University of Washington, Department of Sociology

Eastern Residues and Western Influences on Political Memory: An Analysis of Museums and Memorials in Prague and Bratislava

Studying the discourse surrounding monuments and memorials provides insight into the way a population collectively remembers its past. Memory discourse of recent events can then have reciprocal effects on political life. This paper analyzes Czech and Slovak memories of the communist period through physical memory sites in each nations’ capital city. In previous studies of this emerging topic, scholars explained the differences in Czech and Slovak memories by focusing only on the influence and agendas of elites, such as politicians and academics, while remaining silent on the relevant public discourse.
While the two countries share a similar and linked political history, this case study identifies differences between Czech and Slovak political memories not explained by the current literature. These include differences among the groups motivated to engage in memory politics and the ideas about who the perpetrators and victims were during the communist regime. Specific questions applied to each site include: Who are the remembered victims of communism? How are the communists portrayed? What should be remembered from this period? and Who are the memory entrepreneurs advancing these ideas?

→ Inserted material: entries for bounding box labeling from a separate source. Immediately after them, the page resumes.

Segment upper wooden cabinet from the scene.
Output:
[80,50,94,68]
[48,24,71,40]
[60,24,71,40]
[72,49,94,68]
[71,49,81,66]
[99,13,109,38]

Through these questions, I analyze the content of and discourse surrounding the memory sites and explain how they demonstrate a distinct diversion between the two citizenries’ engagements with memories of communism. These outcomes are best explained by a Slovak assumption that religion does the memory work and that a shared political memory is not really that important (related to the fact that their pre-1989 dissidence was religious in nature). Czechs rely on private and government institutions to guide political memory, generating more controversy over the projected symbols. This paper contributes to the literature initiating discussion of how memories of the communist period shape European political identities.